Derelict vessel Scotch Cap is removed

Fairwind still floats in Porpoise harbour with fate unknown
The derelict barge, Scotch Cap was deconstructed with final pieces removed on Feb. 17, leaving its partner vessel Fair Wind, with a fate unknown and afloat in Port Edward harbour. (Photo: K-J Millar/The Northern View)

The deconstruction and removal of the derelict barge, Scotch Cap, from the Porpoise Harbour dock was completed on Feb. 17, Knut Bjorndal, mayor of Port Edward, said.

The scrap metal from the deconstruction of the 90 ft. abandoned barge was shipped away shortly by 5 p.m., the mayor said, adding there were “many happy people” when the boat launch in the municipality re-opened to normal activity.

“The removal went fairly smoothly,” Bjorndal told The Northern View on Feb. 22. “Everything worked fairly well.”

The vessel which had been creating environmental concerns for the municipality took just more than five weeks to be deconstructed.

“Contractors worked over the course of several weeks to ensure the demolition of the Scotch Cap was carried out safely and in accordance with environmental standards. The work site has now been restored to its previous condition and no debris from the project escaped the containment boom, which has now been removed,” Ken Veldman, vice president, public affairs and sustainability of the Prince Rupert Port Authority, said.

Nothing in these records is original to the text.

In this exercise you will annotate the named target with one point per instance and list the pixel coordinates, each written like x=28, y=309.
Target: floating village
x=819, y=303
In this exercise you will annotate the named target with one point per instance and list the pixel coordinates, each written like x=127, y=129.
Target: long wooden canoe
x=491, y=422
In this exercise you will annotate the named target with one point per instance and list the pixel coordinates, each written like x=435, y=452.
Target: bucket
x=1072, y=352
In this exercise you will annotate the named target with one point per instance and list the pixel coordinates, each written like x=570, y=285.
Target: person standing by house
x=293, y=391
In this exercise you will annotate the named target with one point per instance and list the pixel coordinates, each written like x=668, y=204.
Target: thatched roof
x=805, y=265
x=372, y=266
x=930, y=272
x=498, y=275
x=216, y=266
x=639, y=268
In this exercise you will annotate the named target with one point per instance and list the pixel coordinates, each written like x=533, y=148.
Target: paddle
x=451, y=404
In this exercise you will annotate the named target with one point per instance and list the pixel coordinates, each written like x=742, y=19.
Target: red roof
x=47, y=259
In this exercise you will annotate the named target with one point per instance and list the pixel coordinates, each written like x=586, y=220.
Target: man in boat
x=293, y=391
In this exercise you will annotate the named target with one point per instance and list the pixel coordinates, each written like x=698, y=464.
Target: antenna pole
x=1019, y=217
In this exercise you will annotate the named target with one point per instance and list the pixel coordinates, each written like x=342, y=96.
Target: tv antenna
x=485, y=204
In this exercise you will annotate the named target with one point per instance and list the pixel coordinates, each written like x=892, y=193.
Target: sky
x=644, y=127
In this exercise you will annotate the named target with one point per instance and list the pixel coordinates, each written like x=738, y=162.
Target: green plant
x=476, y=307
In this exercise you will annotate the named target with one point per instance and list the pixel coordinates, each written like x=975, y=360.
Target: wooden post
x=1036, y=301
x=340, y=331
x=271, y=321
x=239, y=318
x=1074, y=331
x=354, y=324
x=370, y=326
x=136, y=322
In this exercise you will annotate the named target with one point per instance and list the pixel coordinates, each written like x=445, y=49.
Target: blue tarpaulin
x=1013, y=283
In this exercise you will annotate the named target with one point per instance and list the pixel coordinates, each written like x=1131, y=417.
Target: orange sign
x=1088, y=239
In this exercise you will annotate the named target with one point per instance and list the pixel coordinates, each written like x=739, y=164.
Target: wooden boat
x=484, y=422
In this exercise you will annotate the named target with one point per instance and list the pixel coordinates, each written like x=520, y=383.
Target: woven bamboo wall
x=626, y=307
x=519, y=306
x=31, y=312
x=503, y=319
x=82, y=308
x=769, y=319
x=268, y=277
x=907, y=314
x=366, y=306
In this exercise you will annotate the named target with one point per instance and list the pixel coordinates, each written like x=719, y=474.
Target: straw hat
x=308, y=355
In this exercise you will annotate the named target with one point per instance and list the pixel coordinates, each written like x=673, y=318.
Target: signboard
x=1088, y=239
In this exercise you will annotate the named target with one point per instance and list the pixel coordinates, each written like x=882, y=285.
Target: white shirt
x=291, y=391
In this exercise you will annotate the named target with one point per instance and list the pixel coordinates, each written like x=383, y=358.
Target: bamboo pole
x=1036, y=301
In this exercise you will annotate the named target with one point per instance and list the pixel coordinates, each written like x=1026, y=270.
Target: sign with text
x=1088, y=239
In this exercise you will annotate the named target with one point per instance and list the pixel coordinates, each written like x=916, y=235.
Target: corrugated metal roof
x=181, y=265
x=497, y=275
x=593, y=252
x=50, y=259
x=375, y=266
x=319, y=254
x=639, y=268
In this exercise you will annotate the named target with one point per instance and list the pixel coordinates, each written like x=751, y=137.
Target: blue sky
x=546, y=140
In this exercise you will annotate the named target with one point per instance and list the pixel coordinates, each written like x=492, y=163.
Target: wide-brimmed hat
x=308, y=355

Overall, the Prince Rupert Port Authority is pleased with the result and would like to thank the public for their patience during the demolition activity, Veldman said.

However, the derelict boat Fairwind is still in the harbour with no answer insight as to when it may be removed, Bjorndal said.

While he is pleased the barge has been removed, the 150 ft. Fairwind has different issues surrounding its removal, he said.

“We are still looking for someone to take responsibility for the boat and remove it,” Bjorndal said, of the boat, which has been derelict for more than 14 years and attached to a Prince Rupert Port Authority dock, on a leased water property.

“The boat has different challenges such as fuel tanks, some of which are filled with seawater. The main engine contains lubrication oil of low viscosity,” he said adding there is a floating safety boom around the boat that soaks up any possible contaminants and is changed regularly when it gets dirty.

The boat and barge were left behind by a previous tenant without authorization when their lease with the Prince Rupert Port Authority ended. Both derelict vessels broke loose from their moorings on Sept. 8 rendering the pier, gangway, and dock near the public boat launch unusable. The vessels became grounded.

As previously reported in The Northern View, when the Port Edward mayor arrived at the site in September, he said it was an “ugly scene.”

“Both vessels were high and dry,” he said, with the ship being grounded on an estimated 20-degree angle and the barge on a 30-degree angle.

“We dodged one big environmental problem by just luck that the ship refloated …We were afraid it was going to roll over and sink — even the experts from the Port Authority thought the same,” Bjordal said at the time.

Bjorndal called on all levels of government to take action. He said people of the municipality felt like second-class citizens after years of requests for assistance to remove the vessels due to escalating environmental concerns with leftover oil, drums of unknown chemicals and pressurized gasses in tanks.